Hospital A&E staffing levels 'unsafe' says consultant
- Published
A shortage of staff at Welsh hospital emergency departments is at "tipping point" and putting patient safety at risk, a top consultant has said.
It came as figures obtained by BBC Radio Wales showed 15% of medical positions were vacant or filled by temporary staff.
In the Aneurin Bevan University Health Board, one in 10 of the medical staff positions were vacant.
The Welsh government said there were difficulties recruiting A&E doctors.
BBC Radio Wales submitted Freedom of Information requests to the seven boards in Wales asking about staff levels for consultants, doctors and nurses.
All responded for the 11 months to August 2013 and showed that all the A&E wards were regularly operating below agreed staff levels.
The worst was Aneurin Bevan University Health Board in south east Wales, where one in 10 of the medical staff positions were vacant.
In the Hywel Dda Health Board in south west Wales, a quarter of the A&E staff were temporary.
The chair of College of Emergency Medicine Mark Poulden called the issue in Wales a "vacancy staffing crisis".
"Over the last year or 18 months we have seen a change. We've essentially reached a tipping point in our staffing levels. Some departments you cannot deliver what you want to for patients," he said.
"Sometimes you can't deliver the quality and certain times we can't deliver the safety we require either which can be difficult."
Across Wales, more than 15% or almost one in seven positions at A&Es were either vacant or being filled by temporary staff.
However the average NHS vacancy rate was more than 5% which is less than the English NHS rate of 9%.

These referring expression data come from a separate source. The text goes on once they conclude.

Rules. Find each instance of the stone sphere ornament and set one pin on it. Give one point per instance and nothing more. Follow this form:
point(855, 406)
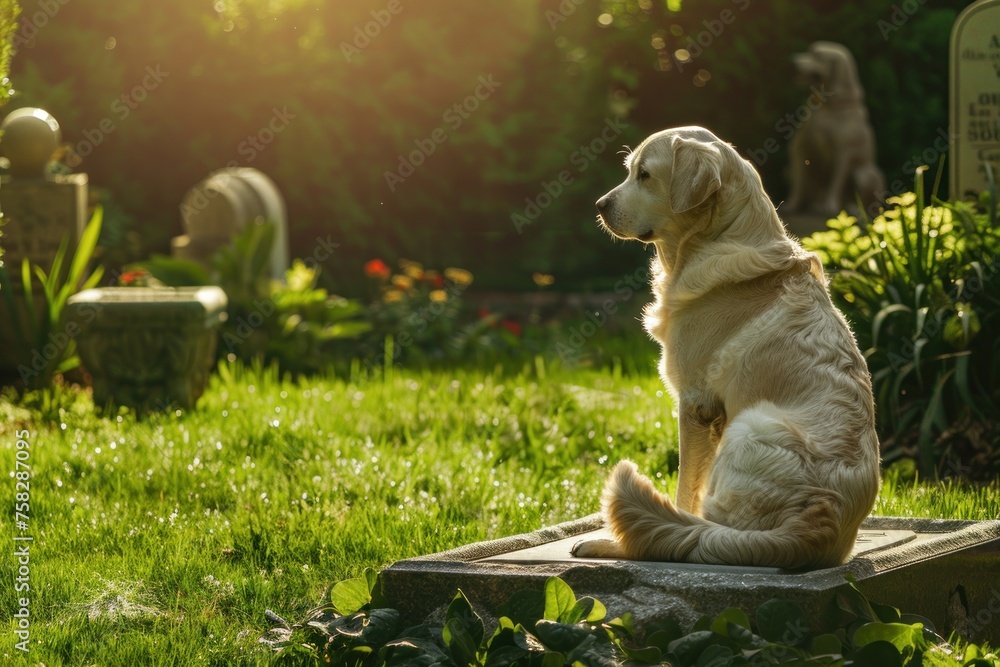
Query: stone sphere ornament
point(30, 138)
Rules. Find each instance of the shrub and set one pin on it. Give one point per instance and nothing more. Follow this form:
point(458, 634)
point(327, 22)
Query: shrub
point(45, 350)
point(920, 286)
point(292, 323)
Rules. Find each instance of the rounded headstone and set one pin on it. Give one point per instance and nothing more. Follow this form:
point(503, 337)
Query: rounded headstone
point(30, 137)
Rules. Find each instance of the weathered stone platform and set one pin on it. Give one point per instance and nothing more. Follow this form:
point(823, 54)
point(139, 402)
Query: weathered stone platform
point(947, 571)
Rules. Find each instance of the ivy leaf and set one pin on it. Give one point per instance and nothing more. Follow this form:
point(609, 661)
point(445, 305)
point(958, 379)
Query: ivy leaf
point(504, 656)
point(382, 626)
point(827, 644)
point(586, 609)
point(878, 654)
point(461, 644)
point(715, 655)
point(524, 608)
point(649, 655)
point(350, 595)
point(661, 633)
point(900, 635)
point(559, 600)
point(733, 615)
point(460, 611)
point(561, 637)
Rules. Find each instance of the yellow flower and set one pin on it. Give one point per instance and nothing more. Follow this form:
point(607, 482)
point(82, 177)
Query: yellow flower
point(402, 282)
point(543, 279)
point(458, 276)
point(412, 269)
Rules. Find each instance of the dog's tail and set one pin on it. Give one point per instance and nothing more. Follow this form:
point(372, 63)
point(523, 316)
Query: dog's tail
point(648, 526)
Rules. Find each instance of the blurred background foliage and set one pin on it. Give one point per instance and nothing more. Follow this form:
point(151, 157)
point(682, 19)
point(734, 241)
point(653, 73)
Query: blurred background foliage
point(565, 69)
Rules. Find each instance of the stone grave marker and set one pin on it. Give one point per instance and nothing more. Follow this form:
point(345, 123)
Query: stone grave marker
point(947, 571)
point(222, 205)
point(39, 210)
point(975, 98)
point(147, 347)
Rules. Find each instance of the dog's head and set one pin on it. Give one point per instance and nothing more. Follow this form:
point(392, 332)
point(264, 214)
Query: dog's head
point(669, 174)
point(829, 65)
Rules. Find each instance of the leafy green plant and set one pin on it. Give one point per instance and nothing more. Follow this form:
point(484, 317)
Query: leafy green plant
point(292, 323)
point(553, 627)
point(919, 287)
point(414, 311)
point(44, 349)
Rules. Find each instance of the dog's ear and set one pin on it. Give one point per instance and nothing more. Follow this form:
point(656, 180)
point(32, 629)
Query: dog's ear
point(696, 175)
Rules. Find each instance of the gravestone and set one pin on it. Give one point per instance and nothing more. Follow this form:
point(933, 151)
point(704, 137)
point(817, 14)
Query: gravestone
point(147, 348)
point(39, 209)
point(975, 98)
point(223, 205)
point(947, 571)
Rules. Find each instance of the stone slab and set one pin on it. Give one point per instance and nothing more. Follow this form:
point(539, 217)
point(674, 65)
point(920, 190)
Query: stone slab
point(948, 571)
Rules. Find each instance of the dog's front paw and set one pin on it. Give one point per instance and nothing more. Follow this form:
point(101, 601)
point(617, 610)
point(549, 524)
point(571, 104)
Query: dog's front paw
point(597, 549)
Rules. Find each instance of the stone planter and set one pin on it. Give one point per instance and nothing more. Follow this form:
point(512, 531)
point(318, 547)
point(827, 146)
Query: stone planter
point(147, 348)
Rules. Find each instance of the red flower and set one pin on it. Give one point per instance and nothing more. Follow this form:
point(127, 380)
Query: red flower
point(376, 268)
point(512, 327)
point(131, 277)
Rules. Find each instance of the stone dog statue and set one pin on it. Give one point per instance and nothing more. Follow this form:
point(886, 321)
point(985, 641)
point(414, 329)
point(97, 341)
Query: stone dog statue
point(833, 150)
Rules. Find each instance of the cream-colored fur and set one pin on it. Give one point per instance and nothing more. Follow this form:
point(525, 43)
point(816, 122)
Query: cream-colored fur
point(779, 461)
point(833, 151)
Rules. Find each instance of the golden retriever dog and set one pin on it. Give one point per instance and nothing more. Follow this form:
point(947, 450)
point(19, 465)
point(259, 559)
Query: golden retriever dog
point(779, 460)
point(833, 149)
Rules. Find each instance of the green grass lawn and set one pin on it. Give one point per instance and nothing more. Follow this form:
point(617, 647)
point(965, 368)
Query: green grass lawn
point(162, 541)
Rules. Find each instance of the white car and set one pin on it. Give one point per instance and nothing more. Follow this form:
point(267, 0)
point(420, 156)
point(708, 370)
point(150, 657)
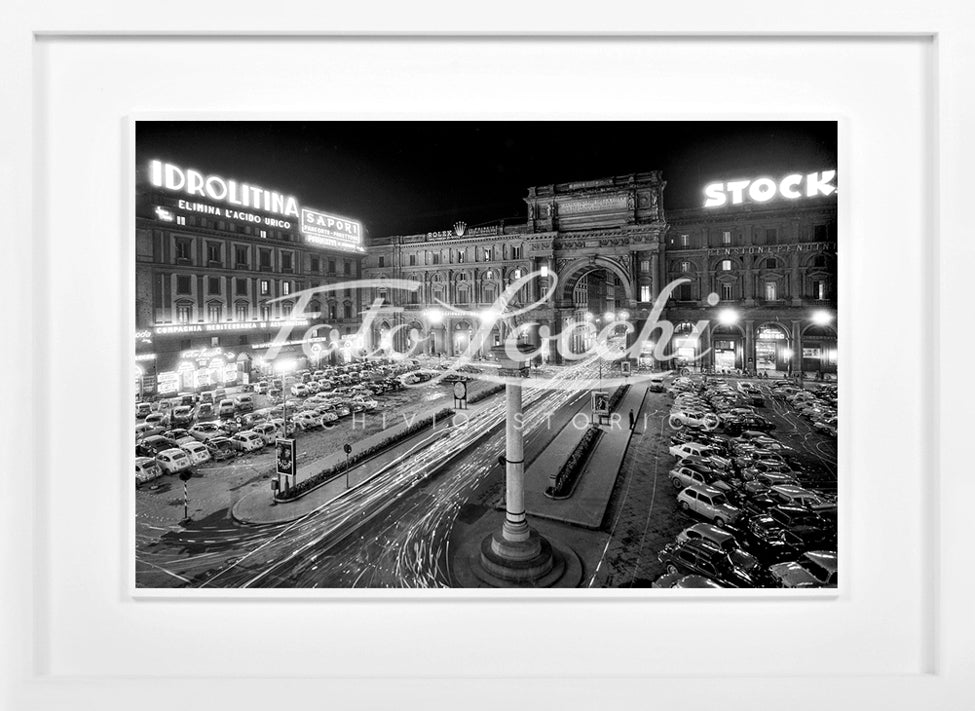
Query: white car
point(206, 430)
point(695, 449)
point(247, 441)
point(197, 451)
point(227, 406)
point(173, 461)
point(307, 420)
point(708, 502)
point(146, 469)
point(692, 418)
point(267, 432)
point(815, 569)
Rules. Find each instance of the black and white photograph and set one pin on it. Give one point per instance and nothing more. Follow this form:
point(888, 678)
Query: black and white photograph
point(486, 354)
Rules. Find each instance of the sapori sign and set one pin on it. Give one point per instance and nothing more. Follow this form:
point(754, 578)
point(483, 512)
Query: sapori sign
point(761, 190)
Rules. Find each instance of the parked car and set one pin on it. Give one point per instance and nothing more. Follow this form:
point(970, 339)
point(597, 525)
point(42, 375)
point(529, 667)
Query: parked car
point(173, 461)
point(146, 469)
point(267, 431)
point(723, 540)
point(147, 430)
point(227, 407)
point(697, 557)
point(205, 430)
point(708, 502)
point(815, 569)
point(307, 420)
point(221, 448)
point(245, 403)
point(197, 452)
point(153, 445)
point(248, 441)
point(179, 436)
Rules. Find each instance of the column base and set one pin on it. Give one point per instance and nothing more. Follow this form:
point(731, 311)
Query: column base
point(529, 563)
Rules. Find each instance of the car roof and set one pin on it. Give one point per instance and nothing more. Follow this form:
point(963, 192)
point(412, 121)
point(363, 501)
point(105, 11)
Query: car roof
point(827, 559)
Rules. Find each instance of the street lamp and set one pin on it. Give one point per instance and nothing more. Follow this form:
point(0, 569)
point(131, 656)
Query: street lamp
point(728, 317)
point(822, 318)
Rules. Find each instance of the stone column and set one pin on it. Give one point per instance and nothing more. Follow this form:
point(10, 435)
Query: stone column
point(515, 520)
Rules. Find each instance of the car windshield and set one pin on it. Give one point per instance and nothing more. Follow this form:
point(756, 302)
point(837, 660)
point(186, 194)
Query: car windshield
point(815, 569)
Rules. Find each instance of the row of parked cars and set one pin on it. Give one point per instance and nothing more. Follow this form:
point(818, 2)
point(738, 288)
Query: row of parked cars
point(162, 449)
point(763, 522)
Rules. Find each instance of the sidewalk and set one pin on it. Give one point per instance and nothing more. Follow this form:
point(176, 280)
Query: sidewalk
point(257, 507)
point(587, 505)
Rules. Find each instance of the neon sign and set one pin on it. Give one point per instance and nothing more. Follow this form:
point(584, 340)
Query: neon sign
point(760, 190)
point(325, 230)
point(213, 187)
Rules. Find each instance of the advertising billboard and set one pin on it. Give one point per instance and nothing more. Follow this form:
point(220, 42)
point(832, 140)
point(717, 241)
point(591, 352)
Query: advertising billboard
point(326, 230)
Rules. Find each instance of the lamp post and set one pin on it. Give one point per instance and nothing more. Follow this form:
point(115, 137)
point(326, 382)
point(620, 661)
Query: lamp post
point(517, 554)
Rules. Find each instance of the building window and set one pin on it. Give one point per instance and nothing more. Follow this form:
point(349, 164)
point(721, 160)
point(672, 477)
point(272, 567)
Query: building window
point(819, 289)
point(183, 249)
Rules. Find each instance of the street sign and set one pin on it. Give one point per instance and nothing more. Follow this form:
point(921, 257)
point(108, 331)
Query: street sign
point(286, 463)
point(600, 403)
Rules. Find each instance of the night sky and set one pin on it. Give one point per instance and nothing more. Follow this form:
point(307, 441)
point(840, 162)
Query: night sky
point(409, 177)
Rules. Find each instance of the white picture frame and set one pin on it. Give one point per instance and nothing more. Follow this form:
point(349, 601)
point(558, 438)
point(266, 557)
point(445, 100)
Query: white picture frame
point(74, 636)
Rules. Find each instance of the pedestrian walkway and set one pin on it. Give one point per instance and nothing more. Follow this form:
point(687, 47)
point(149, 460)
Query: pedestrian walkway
point(587, 505)
point(259, 507)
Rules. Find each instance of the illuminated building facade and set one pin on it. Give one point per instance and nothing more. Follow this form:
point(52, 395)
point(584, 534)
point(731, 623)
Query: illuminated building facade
point(758, 261)
point(217, 279)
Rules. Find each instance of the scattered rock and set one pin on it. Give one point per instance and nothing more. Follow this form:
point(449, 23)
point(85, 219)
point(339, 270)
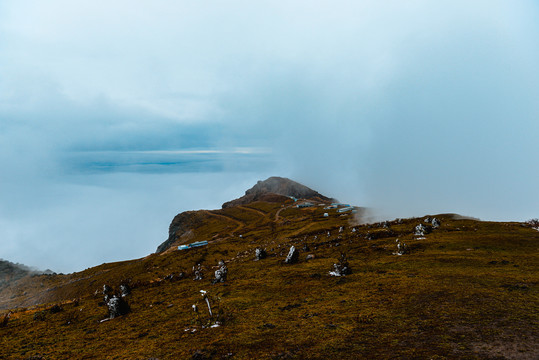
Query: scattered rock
point(421, 230)
point(293, 255)
point(55, 309)
point(341, 268)
point(5, 319)
point(124, 290)
point(289, 307)
point(220, 273)
point(197, 272)
point(117, 306)
point(260, 254)
point(402, 248)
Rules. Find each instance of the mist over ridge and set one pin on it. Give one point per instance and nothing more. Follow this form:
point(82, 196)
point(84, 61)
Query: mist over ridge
point(112, 122)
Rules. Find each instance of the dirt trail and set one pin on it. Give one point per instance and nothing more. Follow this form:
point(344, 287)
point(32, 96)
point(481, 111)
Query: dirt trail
point(299, 231)
point(259, 212)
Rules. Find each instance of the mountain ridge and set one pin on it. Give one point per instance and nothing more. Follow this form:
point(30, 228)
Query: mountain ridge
point(280, 281)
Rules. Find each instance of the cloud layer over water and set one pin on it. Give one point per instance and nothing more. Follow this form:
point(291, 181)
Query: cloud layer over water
point(117, 115)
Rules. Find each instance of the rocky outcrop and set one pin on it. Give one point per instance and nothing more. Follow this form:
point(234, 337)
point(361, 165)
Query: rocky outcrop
point(181, 226)
point(273, 189)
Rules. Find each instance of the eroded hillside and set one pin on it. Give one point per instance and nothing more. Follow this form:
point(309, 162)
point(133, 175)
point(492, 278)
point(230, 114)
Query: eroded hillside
point(461, 288)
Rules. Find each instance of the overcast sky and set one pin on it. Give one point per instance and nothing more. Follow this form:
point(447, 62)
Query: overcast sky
point(116, 115)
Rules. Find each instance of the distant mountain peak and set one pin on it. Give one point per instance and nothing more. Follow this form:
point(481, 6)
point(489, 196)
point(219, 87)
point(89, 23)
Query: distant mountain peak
point(275, 185)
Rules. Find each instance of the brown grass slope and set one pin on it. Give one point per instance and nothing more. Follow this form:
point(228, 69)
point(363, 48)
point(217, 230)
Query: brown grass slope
point(466, 291)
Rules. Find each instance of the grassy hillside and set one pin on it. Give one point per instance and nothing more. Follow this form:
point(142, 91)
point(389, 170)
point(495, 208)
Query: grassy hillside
point(468, 290)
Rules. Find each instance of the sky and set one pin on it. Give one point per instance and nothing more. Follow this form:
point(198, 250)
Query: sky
point(116, 115)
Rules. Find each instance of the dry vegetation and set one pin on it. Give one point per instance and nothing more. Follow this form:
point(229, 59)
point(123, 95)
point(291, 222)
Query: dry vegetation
point(467, 291)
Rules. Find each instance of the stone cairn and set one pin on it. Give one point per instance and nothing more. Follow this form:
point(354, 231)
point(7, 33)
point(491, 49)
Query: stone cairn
point(220, 273)
point(293, 255)
point(341, 268)
point(260, 254)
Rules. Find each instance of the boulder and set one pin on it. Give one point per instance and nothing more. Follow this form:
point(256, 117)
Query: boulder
point(260, 254)
point(197, 272)
point(342, 268)
point(221, 272)
point(117, 306)
point(293, 255)
point(421, 230)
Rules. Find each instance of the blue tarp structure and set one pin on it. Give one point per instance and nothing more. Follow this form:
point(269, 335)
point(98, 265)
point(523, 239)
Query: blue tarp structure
point(192, 245)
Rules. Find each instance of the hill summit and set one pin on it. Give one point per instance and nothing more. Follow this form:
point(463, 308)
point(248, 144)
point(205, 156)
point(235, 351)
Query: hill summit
point(267, 189)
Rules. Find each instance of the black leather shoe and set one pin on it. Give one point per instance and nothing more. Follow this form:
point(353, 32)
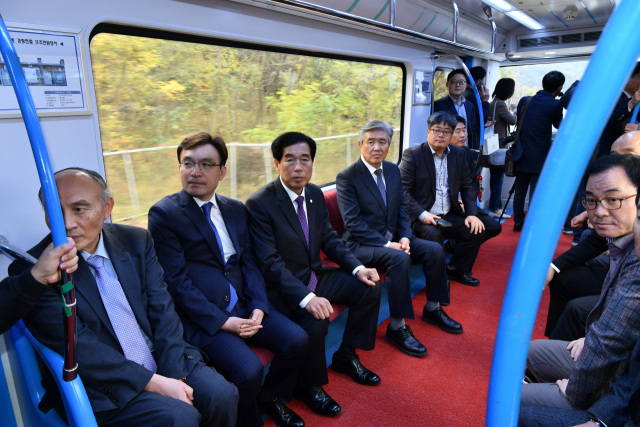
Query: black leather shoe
point(317, 400)
point(355, 370)
point(460, 277)
point(405, 341)
point(442, 320)
point(280, 413)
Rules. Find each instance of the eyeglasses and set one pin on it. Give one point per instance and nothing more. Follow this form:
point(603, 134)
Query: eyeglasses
point(204, 166)
point(610, 203)
point(441, 132)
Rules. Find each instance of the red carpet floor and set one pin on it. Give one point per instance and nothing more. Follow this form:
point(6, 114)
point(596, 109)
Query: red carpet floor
point(447, 388)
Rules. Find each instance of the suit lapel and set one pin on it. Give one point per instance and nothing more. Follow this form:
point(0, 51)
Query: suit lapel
point(371, 184)
point(197, 216)
point(290, 213)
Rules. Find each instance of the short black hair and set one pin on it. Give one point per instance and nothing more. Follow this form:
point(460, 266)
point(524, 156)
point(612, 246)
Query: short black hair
point(291, 138)
point(552, 81)
point(504, 89)
point(477, 73)
point(457, 71)
point(442, 117)
point(629, 162)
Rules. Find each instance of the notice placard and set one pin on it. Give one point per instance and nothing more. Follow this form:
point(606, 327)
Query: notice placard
point(51, 64)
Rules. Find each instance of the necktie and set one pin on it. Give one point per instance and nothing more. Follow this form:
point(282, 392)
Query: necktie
point(122, 319)
point(313, 281)
point(234, 296)
point(383, 191)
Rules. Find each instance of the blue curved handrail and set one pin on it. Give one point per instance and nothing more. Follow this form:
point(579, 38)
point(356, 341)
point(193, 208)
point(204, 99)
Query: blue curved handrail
point(565, 163)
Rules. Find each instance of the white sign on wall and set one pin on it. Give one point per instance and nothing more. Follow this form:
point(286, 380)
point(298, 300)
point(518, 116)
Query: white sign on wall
point(51, 63)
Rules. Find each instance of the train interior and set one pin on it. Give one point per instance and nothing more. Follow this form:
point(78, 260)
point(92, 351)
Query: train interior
point(118, 84)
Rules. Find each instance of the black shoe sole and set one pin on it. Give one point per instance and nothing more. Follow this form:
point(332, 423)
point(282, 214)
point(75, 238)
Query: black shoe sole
point(405, 351)
point(444, 328)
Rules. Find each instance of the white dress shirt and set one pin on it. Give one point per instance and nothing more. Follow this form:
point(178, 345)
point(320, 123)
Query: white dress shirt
point(293, 196)
point(101, 250)
point(218, 221)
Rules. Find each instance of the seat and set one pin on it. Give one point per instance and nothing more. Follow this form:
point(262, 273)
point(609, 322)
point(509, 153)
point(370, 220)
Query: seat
point(74, 397)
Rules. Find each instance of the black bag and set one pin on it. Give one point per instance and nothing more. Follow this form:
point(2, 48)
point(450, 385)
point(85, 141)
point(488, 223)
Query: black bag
point(509, 163)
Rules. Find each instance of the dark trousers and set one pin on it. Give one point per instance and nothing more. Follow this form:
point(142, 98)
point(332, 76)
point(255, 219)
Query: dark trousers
point(214, 405)
point(397, 264)
point(339, 288)
point(233, 358)
point(467, 243)
point(573, 322)
point(524, 182)
point(581, 281)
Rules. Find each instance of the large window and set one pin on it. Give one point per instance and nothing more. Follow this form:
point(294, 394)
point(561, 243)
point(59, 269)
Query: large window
point(152, 92)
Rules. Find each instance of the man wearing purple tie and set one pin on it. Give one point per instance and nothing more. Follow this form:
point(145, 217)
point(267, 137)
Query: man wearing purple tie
point(289, 225)
point(135, 366)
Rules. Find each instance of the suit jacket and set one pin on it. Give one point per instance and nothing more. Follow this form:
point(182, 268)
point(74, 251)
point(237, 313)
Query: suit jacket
point(280, 244)
point(19, 295)
point(473, 128)
point(365, 215)
point(418, 173)
point(613, 329)
point(535, 137)
point(111, 381)
point(194, 269)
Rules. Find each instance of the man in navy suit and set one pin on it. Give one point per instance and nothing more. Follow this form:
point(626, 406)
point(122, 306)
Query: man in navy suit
point(456, 104)
point(136, 368)
point(543, 112)
point(378, 232)
point(289, 225)
point(204, 247)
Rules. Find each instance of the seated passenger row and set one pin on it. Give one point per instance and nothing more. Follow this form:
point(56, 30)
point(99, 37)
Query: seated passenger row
point(237, 277)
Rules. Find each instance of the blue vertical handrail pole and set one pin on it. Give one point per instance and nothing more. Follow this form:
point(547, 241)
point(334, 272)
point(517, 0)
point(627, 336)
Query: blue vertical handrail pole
point(566, 162)
point(47, 181)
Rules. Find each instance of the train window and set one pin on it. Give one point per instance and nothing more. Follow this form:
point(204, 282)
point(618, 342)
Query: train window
point(153, 91)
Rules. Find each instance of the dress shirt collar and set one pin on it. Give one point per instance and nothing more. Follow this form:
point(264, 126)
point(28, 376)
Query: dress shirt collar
point(101, 250)
point(291, 194)
point(371, 169)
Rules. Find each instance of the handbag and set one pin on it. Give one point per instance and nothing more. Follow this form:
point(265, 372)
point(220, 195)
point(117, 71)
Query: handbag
point(509, 163)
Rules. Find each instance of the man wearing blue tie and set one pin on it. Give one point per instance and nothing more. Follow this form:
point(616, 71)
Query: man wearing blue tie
point(203, 245)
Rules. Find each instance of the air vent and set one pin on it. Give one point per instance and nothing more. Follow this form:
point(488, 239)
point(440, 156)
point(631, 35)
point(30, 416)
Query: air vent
point(590, 37)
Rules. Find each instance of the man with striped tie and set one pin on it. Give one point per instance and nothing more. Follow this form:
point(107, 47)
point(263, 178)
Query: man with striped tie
point(289, 225)
point(135, 366)
point(203, 245)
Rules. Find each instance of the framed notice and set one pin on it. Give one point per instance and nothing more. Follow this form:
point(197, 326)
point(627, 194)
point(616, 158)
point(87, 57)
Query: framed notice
point(422, 81)
point(52, 65)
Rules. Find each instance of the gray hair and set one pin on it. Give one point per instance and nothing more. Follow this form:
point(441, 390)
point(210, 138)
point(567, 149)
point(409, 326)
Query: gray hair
point(106, 194)
point(376, 125)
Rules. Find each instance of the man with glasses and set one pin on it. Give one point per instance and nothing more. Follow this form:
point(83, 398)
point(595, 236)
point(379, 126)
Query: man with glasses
point(573, 375)
point(433, 174)
point(202, 242)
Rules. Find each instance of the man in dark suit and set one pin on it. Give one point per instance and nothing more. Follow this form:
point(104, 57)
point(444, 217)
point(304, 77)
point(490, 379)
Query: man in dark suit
point(289, 225)
point(203, 245)
point(456, 104)
point(378, 232)
point(135, 366)
point(20, 294)
point(433, 174)
point(543, 112)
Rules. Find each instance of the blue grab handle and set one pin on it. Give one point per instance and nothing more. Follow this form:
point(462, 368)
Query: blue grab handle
point(566, 162)
point(38, 146)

In September the Auditor General for Wales identified a deterioration of care at A&Es.
'Dignified care'
Nicola Davis-Job, who represents A&E nurses for the Royal College of Nursing, said: "If you have a nurse down on your shift and nobody to fill that the patient care level it doesn't go down, it just means that the nurses have less time to spend with each patient.
"You have to choose which patients that you're going to care for and that's not something that nurses like to do.
"They feel they should give dignified care to all those patients on their shift."
Responding to the figures, the Welsh government said: "While just over 96% of all medical and dental posts are filled, demonstrating we do not have a general recruitment problem, there are geographical hotspots and recruitment difficulties in some specialities...
"If we want senior A&E doctors present for more hours of the week, we will only achieve this if we stop spreading them so thinly and focus their working in fewer centres."
Health Minister Mark Drakeford added: "Right across the United Kingdom there is a shortage of senior doctors to work in A&E departments and Wales is no exception."
He told BBC Radio Wales that the NHS in Wales was being overhauled, including A&E care in an attempt to prevent such issues arising.
"The problems of recruitment don't go away by reorganisation but they become more manageable because you are able to concentrate your forces," he said.
The shadow health minister Darren Millar called the figures unacceptable and said First Minister Carwyn Jones was breaking promises of improvement.